Given today’s agenda of priority for health, education and social welfare, no state government can be expected to invest in the paper industry nor will the central government do so. The private sector, by choice and by default, is expected to carry out this task of creating new capacity. Paper units have remained profitable - at least until the onset of pandemic. It is expected to remain so in future as well, even though the industry fortunes are severely hurt by the unprecedented rise in prices of coal, energy, chemicals, and waste paper.
Overseas investments may also flow in, given the fact that India will be the fastest growing market.

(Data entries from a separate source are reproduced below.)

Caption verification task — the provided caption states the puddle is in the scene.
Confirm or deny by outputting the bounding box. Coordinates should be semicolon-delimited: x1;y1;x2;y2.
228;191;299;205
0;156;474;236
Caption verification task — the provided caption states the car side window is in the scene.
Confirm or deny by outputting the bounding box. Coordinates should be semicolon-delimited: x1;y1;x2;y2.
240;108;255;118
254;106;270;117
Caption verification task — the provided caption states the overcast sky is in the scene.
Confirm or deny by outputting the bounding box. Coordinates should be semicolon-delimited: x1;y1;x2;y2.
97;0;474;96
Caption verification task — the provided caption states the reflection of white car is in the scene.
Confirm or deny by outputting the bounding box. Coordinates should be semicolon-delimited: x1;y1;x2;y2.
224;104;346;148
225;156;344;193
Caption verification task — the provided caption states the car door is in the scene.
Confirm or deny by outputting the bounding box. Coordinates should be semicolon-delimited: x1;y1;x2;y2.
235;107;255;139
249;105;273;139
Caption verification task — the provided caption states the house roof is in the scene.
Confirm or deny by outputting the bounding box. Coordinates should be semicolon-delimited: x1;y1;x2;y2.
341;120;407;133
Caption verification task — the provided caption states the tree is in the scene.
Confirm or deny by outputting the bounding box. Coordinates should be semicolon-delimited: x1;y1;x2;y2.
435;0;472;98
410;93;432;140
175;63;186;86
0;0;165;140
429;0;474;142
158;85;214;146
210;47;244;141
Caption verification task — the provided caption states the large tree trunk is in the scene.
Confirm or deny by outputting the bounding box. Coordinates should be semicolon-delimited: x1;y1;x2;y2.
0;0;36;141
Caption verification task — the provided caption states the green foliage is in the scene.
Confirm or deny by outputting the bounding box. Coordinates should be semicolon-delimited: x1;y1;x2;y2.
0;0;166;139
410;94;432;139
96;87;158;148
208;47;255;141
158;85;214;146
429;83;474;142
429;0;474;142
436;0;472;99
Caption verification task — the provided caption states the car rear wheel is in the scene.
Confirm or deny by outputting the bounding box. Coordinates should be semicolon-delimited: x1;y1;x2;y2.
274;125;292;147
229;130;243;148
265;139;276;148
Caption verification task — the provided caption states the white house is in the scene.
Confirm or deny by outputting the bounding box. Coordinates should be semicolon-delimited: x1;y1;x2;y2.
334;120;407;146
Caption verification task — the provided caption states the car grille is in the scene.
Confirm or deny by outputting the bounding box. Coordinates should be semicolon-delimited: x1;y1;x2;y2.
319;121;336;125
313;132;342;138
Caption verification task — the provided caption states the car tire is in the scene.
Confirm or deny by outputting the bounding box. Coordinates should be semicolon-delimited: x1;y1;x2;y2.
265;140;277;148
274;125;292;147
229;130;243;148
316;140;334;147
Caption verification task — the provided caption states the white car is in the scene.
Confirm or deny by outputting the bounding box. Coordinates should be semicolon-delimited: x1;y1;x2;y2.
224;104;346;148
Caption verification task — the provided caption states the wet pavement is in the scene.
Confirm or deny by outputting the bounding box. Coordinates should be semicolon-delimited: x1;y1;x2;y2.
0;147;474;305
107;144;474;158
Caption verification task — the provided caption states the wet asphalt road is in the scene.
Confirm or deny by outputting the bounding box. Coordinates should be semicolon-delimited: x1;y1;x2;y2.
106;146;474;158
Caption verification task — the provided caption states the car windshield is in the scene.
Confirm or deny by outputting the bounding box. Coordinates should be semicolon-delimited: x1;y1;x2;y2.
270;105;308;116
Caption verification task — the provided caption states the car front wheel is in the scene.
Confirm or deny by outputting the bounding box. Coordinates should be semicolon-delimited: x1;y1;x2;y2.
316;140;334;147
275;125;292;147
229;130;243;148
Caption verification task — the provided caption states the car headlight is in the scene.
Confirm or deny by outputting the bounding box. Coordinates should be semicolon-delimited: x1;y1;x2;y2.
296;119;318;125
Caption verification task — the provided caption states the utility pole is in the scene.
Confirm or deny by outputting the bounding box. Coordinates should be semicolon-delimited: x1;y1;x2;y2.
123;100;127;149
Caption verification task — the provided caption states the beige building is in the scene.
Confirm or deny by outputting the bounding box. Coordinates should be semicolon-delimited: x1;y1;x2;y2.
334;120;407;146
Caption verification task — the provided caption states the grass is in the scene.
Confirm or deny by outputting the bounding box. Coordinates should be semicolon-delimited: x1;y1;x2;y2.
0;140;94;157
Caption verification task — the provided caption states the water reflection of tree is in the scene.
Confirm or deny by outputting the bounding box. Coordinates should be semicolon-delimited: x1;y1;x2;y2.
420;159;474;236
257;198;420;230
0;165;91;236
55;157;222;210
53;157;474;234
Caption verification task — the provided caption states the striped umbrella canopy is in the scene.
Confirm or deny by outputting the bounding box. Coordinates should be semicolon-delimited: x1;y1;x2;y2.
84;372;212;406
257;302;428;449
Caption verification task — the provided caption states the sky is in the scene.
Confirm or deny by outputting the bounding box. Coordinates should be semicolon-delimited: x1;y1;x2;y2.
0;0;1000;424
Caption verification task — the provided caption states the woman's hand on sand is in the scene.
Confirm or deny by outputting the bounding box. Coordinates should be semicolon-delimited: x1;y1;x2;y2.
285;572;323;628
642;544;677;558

Thus the private sector and overseas investments are expected to be the main sources in future capacity creation of the Indian paper industry.
Gopala Ratnam- At a glance
Gopala Ratnam is a technocrat in the Indian pulp and paper industry, with more than 50 years of all-round experience in the establishment and management of paper manufacturing units. He holds a bachelor’s degrees in physics and mechanical engineering.
Gopala Ratnam joined Seshasayee Paper and Board (SPB), Erode in 1969 as a management trainee and rose to the present level of chairman of the company.
After nearly 10 years of working experience at SPB, in 1979, he was deputed to head a project team for the next five years where he spearheaded the World Bank funded TNPL project and made it a grand success. His contribution to the establishment of the world’s largest bagasse-based paper mill is a success story.
In 1986, he returned to SPB, Erode, a loss-making company at that point of time. Under his leadership, the company scaled new heights in production, turnover and profitability by adopting a clever product mix and giving the much needed thrust on customer focus. In 2012, SPB took over a loss-making mill namely Subburaj Papers and turned it into a profitable company in a short time.